The nested ovals of mutation clusters represented the clonal composition of different lesions (Fig. 3a), and the phylogenetic tree of mutation clusters represented the parent–offspring relationship between clones and subclones (Fig. 3b). Acquisition of selected aberrations, including somatic mutations, CNAs, neoantigens, and loss of heterozygosity (LOH), are labeled accordingly on the tree (Fig. 3b). In the MRCA of Patient_8, we identified mutations in APC and TP53, CNAs in 8p and 8q, and neoantigens derived from MYT1L and CDK1. In the purple subclone shared by P6, P7, and P8, mutations in NMBR and HGF and amplification in chromosome 6 were identified.

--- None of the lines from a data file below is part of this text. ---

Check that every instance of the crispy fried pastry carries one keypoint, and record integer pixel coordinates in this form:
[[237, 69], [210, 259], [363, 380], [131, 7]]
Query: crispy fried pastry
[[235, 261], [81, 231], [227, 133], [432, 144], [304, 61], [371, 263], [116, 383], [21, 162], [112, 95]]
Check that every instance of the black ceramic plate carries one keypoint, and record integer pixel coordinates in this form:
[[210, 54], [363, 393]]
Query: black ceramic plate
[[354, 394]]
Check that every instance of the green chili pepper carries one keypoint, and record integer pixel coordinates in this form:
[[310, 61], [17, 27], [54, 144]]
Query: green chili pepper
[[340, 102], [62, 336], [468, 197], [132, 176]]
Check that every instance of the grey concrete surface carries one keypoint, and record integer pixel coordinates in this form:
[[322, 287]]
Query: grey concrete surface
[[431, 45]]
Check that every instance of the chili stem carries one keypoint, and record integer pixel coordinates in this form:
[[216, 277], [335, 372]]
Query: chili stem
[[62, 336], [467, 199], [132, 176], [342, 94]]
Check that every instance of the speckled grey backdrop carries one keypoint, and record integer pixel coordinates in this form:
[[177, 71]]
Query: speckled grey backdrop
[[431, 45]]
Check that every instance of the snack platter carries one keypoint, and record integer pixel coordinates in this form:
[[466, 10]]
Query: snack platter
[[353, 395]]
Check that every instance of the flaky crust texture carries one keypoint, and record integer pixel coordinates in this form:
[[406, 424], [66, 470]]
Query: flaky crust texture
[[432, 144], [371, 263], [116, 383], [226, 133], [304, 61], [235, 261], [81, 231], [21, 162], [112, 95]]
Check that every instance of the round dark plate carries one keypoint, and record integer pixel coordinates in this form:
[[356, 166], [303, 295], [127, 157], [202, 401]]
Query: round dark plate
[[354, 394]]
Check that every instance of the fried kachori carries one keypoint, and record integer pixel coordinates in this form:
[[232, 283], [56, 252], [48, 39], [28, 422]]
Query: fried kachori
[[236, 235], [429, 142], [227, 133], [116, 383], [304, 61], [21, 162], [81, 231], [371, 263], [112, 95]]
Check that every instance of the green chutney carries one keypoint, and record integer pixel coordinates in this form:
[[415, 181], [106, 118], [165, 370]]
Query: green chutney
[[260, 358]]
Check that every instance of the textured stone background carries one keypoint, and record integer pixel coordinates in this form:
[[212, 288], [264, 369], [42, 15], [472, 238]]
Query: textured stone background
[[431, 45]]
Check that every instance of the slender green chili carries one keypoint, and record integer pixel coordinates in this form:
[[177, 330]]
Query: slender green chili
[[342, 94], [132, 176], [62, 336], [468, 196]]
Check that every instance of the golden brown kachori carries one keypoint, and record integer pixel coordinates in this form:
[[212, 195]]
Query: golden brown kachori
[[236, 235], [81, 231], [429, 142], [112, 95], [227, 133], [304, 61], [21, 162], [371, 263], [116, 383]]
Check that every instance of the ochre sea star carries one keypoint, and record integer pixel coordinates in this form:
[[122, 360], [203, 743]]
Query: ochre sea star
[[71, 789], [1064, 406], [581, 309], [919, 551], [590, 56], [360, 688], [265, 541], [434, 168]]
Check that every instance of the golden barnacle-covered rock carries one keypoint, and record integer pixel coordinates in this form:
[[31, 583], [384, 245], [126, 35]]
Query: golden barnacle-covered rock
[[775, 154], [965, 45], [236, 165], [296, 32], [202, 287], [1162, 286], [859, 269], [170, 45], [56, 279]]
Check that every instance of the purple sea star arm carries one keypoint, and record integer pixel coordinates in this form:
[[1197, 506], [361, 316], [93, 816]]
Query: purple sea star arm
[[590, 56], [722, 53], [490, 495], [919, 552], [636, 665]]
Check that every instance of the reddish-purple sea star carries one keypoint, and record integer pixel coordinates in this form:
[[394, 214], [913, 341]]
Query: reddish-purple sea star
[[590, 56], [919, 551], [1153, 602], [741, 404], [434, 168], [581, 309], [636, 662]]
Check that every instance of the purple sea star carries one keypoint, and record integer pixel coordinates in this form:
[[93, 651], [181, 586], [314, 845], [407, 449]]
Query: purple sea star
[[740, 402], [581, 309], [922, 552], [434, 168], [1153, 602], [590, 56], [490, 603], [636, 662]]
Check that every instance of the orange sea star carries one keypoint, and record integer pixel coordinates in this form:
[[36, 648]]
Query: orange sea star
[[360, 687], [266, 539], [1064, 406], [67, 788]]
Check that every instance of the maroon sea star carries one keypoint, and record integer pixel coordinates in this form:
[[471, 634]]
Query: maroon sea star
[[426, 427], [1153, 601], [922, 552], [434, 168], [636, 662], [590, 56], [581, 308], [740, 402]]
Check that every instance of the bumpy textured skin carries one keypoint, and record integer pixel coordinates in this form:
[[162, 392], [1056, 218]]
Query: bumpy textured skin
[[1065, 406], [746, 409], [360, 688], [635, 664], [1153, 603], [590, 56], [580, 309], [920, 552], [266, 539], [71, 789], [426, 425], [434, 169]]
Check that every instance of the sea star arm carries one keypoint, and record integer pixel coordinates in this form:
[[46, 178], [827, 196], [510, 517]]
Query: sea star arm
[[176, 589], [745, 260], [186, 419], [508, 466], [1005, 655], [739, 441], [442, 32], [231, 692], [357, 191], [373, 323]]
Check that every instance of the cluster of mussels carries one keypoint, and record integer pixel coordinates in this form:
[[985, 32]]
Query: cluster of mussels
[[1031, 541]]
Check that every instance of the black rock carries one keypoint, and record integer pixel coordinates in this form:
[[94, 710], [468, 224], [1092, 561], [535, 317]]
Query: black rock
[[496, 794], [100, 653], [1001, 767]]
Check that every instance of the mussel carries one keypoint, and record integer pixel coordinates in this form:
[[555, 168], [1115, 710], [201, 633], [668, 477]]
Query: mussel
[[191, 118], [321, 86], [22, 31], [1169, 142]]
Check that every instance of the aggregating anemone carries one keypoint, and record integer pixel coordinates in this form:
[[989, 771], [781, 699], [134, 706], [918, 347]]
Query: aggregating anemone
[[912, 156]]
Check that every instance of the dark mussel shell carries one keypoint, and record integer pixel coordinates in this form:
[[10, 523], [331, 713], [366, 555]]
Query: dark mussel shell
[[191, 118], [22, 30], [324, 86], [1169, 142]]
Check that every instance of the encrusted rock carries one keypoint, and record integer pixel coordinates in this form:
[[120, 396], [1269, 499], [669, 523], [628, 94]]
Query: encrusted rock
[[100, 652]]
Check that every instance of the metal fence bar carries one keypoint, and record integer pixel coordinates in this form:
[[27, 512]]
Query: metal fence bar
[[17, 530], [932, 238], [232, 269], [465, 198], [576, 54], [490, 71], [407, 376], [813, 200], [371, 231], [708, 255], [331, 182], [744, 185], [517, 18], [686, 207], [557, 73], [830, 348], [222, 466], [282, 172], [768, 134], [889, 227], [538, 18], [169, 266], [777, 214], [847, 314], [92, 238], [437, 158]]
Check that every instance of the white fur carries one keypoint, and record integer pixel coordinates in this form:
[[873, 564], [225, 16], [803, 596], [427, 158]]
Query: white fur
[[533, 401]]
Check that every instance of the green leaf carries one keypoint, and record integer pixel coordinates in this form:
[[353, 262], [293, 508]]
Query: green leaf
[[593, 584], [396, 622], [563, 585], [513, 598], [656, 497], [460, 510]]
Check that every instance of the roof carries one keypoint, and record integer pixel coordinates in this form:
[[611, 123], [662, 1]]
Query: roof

To infer the clonal evolutionary history and parsimonious spreading routes of LNMs, we assume (1) lymphatic metastases follow a proximal-to-distal pattern due to the unidirectional flow of lymph33, and no reverse traffic is considered without definitive evidence; (2) vanished clones due to immune clearance or clonal sweep are not considered21; and (3) migrations are rare events during tumor evolution18, and each metastasis is generated by only one seeding event. In this scenario, if multiple subclones were shared by two lesions, these subclones migrated jointly in one metastasis event.

Complying with these principles, we predicted the clonal evolutionary history of Patient_8, during which gaining new subclones posited tumor progression and spreading of subclones posited tumor metastases (Fig. 3c). For a certain metastasis, if all the mutation clusters were clonal, the metastasis was seeded by a single clone, defined as monoclonal seeding. For instance, I1 had mutations from clusters 1, 2, 3, and 4, and all mutations were clonal, showing that I1 was a metastasis composed 100% of cells from the brown tumor subclone. Therefore, I1 was generated by the monoclonal seeding of the brown tumor subclone from the primary tumor. Similarly, I2 was seeded by the monoclonal seeding of the red tumor subclone from the primary tumor. In contrast, all other LNMs had one or more subclones. Each metastasis was seeded by multiple subclones, defined as multiclonal seeding. For instance, P9 had 4 mutation clusters, among which clusters 1 and 2 were clonal, while clusters 3 and 6 were subclonal. This suggested that P9 was collectively seeded by the red, green, and magenta subclones from the primary tumor; therefore, P9 was founded by the multiclonal seeding of three different subclones. Similarly, both P5 and P2 resulted from multiclonal seedings of four different subclones (red, green, brown, and blue). Collectively, among the 10 metastatic processes, 2 were monoclonal seedings and 8 were multiclonal seedings.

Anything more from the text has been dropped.